There were no surprises. The noisy crash of President Javier Milei’s ‘Ley Bases y Puntos de Partida para la Libertad de los Argentinos’ was to be expected. Raising the session after first reading approval of the so-called “Omnibus law” – turned into a minibus law – had sent alarm-bells ringing. It was evident that the government lacked the votes to advance with clause-by-clause approval of the multi-article law. There was a need for negotiations which did not prosper when President Milei ordered his intransigent stance on the federal revenue-sharing of the PAIS tax to be maintained.
It was a furious Tuesday night in the suite occupied by Milei in the historic King David Hotel in Jerusalem. The President’s mouth was on fire. “Traitors,” “criminals,” “thieves” and “sons of bitches” were all heard repeatedly in those hours of wild annoyance.
The timing of Milei’s trip to Israel was badly chosen. It was an error to leave the country at such a crucial point, giving the local political situation a central importance which obliged permanent reference to it. Both common sense and political logic would dictate that no president should make an international tour at the same time when issues central to his administration are being debated, far less when exposed to a lost Congress vote of the dimensions suffered last week.
One display of the presidential annoyance was the publication in his Instagram account of an image with the Biblical fragments corresponding to verses 19, 20, 21 and 26 of Chapter 32 of Exodus, the second book of the Old Testament. This passage describes the moment in which Moses, upon coming down from Mount Sinai after having written the Ten Commandments dictated by God, found the Jewish people dancing their adoration of the golden calf made by his brother Aaron. Furious, Moss broke up the tablets and decided to punish the Jewish people.
It is important at this point to make a fundamental distinction between the narration of the Biblical chapter mentioned by Milei and Tuesday night in the lower house Chamber of Deputies. The protagonists dubbed “traitors” by the President were the deputies, not the citizenry.
Wrath, one of the seven deadly sins, is the origin of many evils in the history of humanity. It is impossible not to associate these outbursts of Milei with the brusque decision to withdraw transport subsidies in revenge, a vendetta which hurts the citizenry. It is not the political caste which takes the bus (or buses) to work every day but the common citizen and fundamentally the poorest.

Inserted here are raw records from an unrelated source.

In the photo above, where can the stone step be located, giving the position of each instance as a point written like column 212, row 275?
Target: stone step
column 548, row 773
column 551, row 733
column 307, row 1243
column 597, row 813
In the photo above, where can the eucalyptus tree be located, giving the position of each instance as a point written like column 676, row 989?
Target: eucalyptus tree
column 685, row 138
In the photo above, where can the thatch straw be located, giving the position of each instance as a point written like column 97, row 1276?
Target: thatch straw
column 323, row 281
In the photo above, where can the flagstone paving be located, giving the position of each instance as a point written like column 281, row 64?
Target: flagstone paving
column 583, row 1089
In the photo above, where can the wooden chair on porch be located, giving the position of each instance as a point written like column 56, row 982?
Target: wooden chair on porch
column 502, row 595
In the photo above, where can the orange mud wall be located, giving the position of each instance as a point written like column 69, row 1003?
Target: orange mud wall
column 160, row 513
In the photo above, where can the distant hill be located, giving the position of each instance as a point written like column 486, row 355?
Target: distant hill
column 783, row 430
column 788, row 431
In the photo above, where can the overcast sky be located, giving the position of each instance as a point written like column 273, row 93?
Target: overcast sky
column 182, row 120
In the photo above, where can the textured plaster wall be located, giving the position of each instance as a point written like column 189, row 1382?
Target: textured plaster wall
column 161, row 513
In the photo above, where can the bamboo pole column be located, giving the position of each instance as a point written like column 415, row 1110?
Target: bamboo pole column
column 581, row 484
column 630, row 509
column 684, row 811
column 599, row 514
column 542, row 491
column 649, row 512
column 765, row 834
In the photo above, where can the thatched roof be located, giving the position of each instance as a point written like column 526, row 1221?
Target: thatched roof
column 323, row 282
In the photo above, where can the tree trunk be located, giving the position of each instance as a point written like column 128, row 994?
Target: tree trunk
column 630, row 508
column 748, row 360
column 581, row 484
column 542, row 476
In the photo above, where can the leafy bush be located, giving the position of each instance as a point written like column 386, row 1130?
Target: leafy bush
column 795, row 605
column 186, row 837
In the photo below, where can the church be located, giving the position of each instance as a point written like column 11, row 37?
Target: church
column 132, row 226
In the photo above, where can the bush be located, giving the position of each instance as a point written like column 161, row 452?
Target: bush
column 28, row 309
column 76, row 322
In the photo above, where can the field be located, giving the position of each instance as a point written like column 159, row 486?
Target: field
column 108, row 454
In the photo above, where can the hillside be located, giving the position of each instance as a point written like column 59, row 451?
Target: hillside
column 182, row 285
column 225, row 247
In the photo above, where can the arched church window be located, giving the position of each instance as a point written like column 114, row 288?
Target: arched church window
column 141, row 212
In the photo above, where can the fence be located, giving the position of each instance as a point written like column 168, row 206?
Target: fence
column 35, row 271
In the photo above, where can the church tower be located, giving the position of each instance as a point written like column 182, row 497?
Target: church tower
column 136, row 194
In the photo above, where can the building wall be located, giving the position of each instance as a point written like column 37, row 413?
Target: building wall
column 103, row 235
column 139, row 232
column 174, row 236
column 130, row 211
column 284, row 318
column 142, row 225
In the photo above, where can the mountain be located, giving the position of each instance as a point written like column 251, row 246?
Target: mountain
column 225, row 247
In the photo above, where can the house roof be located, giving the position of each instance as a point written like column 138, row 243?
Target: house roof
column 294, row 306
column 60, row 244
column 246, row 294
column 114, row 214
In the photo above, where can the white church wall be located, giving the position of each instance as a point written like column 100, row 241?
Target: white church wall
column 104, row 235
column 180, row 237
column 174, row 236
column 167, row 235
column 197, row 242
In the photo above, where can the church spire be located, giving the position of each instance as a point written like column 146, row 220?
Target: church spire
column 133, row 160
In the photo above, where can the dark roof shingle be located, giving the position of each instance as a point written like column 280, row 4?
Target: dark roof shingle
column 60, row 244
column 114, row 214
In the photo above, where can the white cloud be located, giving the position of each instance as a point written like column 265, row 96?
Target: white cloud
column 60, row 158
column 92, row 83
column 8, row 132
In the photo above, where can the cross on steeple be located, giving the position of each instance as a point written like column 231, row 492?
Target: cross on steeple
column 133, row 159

It is worth going back over those days of fury, left by the most complicated week of his term so far. In the political sphere the moderate opposition – consisting mainly of PRO – hit the roof. “We risked as much or more than the government deputies. We are not in government and thus have no commitment to vote – as we did – for several complicated articles of the omnibus law. We paid the political price and the President ended up withdrawing it.
We had to swallow our pride,” complained one deputy allied to the government.
There are no saints and far less is anybody innocent in this power play tangle. Beyond the complaints and regrets for the gallery, PRO are perfectly aware that the President will end up in agreement with them in order to flex parliamentary muscle. He does not have many other options.
The other great loser of the week was Interior Minister Guillermo Francos. Upon his shoulders fell the responsibility of dialogue with deputies and governors – along with Lower House Speaker Martín Menem – to negotiate key votes and backing. None of that occurred, in great measure due to the intransigence of Milei himself. On the other hand, more than a few deputies pointed out that Francos was not as up to speed with the parliamentary regulations, as he should have been. A senator said ironically: “Francos was already out of fashion in the 1990s so imagine how we see him now.”
Two other victims of the presidential wrath have been left by the wayside. At the end of the week the President demanded the resignations of ANSES social security administration chief Osvaldo Giordano and Mining Secretary Flavia Royón. As from Wednesday these officials were considered doomed in government circles for responding to the Peronist governors of Córdoba and Salta, Giordano in the former case and Royón to Salta’s Gustavo Sáenz.
Secretaries Franco Mogetta (Transport) and Luis Giovine (Public Works) and Banco Nación chief Daniel Tillard are walking on thin ice. In the face of this irascible conduct, at least two questions arise. Do technical capacity in their posts and the openings they might have offered the government count for nothing? And in any case were all those nominations the fruit of a give and take of an intricate and short-sighted negotiation?
In the case of Giordano, more than a few businessmen defended his technical prowess and vision of the future in a key post. He had commenced an ambitious plan to cut the political middlemen out of the distribution of social welfare benefits. His exit opens up a parenthesis leaving many good initiatives on stand-by.
Beyond the names, an amber light is flashing in the short term for domestic politics. The President must understand that the campaign is over. Neither marketing nor playing cute work any more – governing requires agreements, flexibility and level-headedness. We Argentines have already suffered enough under quasi-messianic leaders who have opened up an interminable grieta chasm via their friend or foe logic.
Caste no, but not authoritarianism either.